Sammanfattning: This thesis addresses the issue of performance analysis of subspace-based parameter estimation methods in two different applications, namely system identification and sensor array processing.  The objective is to study the quality of the estimated models as the amount of data increases, and to suggest improvements and give user guidelines. First, state-space subspace system identification (4SID) methods are formulated in a linear regression framework. This allows us to analyze the problem in a more traditional way. One advantage is that this explains more clearly the effect of the partition of the data in past and future, which is done in  4SID. Also this formulation is useful to relate and compare different proposed approaches to 4SID. The problem of estimating the poles of dynamical systems is considered. In particular, the statistical asymptotic distributions of the parameter estimates of two different 4SID pole estimation methods are studied.
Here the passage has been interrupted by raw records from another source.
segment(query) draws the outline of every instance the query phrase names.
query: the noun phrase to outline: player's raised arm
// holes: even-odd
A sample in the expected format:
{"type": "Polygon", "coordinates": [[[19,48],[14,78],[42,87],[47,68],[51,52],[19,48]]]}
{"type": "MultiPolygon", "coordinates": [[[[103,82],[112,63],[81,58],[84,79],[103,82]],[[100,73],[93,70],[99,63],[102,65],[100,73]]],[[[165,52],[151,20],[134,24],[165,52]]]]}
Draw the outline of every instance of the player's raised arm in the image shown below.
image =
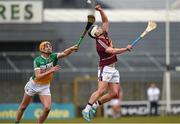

The first method is  common in 4SID  and  makes use of the shift invariance structure of the observability matrix, while the  second method is a recently proposed weighted least-squares method. From these results the choice of user-specified parameters is discussed, and it is shown that this choice indeed may not be obvious for the shift invariance method. A simple example is provided to illustrate the problem. However, this problem can be mitigated using more of the system structure. It is also shown that a proposed row weighting matrix in the subspace estimation step does not affect the asymptotic properties of the pole estimates. In the second part focusing on sensor array signal processing, parameter estimation from sparse linear arrays is addressed. An algorithm based on the Expectation-Maximization approach is derived. This is an iterative algorithm for solving  maximum likelihood problems. In our application a powerful method  for uniform linear arrays is used in the maximization step. The use of preprocessing of the covariance matrix before applying a direction of arrival estimation algorithm is also considered. In particular, linear preprocessing of covariance data in conjunction with weighted subspace fitting is analyzed and the asymptotic distribution of the parameter estimates is derived. Some possible applications when the preprocessing and the analysis may be useful are also given.